Il giornalismo urlato non paga e per fortuna nel ciclismo si è limitato a qualche programma tv e purtroppo a tanta cartaccia stampata.
Arrivo ora alla prima domanda:
"Ma tu di fronte a un caso di doping, che so quello di Rebellin o Di Luca o Frank Schleck, che pensi?"
Cosa penso nel momento attuale o cosa penserei di fronte ad una positività degli stessi in un sistema nuovo in regime di vera equità, terzietà e certezza di violazione e pena?
Nel secondo caso, mi augurerei che gli atleti colti in violazione si assumessero le loro responsabilità e chiedessero scusa al movimento, scontando eventuali pene a quel punto decise.
Nella situazione attuale mi muovo nell'imbarazzo sopra descritto. Il regime attuale è assolutamente abborracciato, fallace e quindi volutamente "discrezionale" (Ashenden ha usato termini inglesi più netti), minato alla radice dai sospetti che ormai si stanno palesando in più o meno sostanziali conferme e mi sentirei a disagio insistendo nel deplorare il comportamento dei singoli. Non me la sento di prendermi in giro e di trattarmi da deficiente. Allo stato mi auguro che l'Uci, grazie all'intervento delle federazioni forti e di grandi tradizioni (ottime le gestioni belga e francese ad esempio) possano esprimere una nuova dirigenza, appassionata e meno grigiamente marchettara. L'Uci ha avuto grandi presidenti come Rodoni (sebbene dispotico era disinteressato e immensamente appassionato) ed il valenciano Luis Puig, forse il migliore della sua storia, per cui come rappresentante ed espressione del movimento ciclistico si merita qualcosa di diverso, di più onesto ed appassionato.
Solo con una nuova Uci un'amnistia potrebbe essere colta come un punto di rottura netto: d'ora innanzi ragazzi guardiamoci in faccia, queste sono le regole.
L'Uci di McQuaid non ha alcun diritto di operare una amnistia. Sarebbe il completamento dei reati e delle violazioni che si stanno palesando.

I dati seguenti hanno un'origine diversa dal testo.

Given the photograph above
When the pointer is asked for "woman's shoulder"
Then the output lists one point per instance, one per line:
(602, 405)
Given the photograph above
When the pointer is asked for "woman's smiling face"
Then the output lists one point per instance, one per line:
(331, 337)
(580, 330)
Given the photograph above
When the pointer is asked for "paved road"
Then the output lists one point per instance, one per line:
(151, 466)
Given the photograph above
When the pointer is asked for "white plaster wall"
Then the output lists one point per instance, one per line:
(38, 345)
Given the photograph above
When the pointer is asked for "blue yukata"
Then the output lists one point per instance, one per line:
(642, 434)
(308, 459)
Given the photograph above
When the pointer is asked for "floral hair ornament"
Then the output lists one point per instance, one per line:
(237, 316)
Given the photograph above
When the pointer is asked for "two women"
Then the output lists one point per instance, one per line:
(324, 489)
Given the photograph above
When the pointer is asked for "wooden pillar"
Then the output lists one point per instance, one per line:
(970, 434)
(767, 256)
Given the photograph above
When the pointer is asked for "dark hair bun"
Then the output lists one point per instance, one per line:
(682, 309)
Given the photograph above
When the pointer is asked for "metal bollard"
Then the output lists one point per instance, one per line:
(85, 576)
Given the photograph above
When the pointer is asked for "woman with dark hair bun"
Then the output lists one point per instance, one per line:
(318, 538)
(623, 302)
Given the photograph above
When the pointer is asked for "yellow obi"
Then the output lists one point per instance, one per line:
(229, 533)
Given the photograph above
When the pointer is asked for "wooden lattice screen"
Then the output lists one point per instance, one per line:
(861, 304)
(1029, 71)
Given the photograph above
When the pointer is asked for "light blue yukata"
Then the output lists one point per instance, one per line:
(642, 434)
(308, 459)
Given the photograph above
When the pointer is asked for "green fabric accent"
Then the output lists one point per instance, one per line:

Peraltro ritengo che l'Uci dovrebbe trasferire la sua gestione in paesi più affidabili e trasparenti nelle transazioni finanziarie, suggerirei il Belgio.
L'offshore o la furba Svizzera procurano troppe tentazioni che allo sport fanno solo male. Ecco, ritengo che i media potrebbero dare una mano in questo aspetto e rendere un grande servizio.
I media dovrebbero auspicare questi cambiamenti, o sollecitare almeno queste aspirazioni.
So che i buoni princìpi sinceri sono più pallosi delle urlate notizie pruriginose e so che la cronaca dei fatti vende meno del gossip, ma i primi alla lunga pagano meglio. Sempre.
Andrea, è stato un piacere. Sorry per il fiume, ma non volevo essere banale e frettoloso.
Ps. Nella sfiga noi "del ciclismo" con i media tv siamo fortunati. Per spazio ed attenzione che i protagonisti ci riservano. Non è così in altri sport.
Ed il movimento ciclistico ha sempre ricambiato attenzioni ed affetto per gli onesti lavoratori. Per questo contiamo su di voi per mettere un "punto e a capo" sulle lacerazioni (di passato e presente) di cui si siamo totalmente esausti. Giustizia, trasparenza e serenità sono diritti antitetici ad arbitrio, discrezionalità e cacce alle streghe.
Fate la vostra parte. Il coraggio ed il discernimento pagano sempre!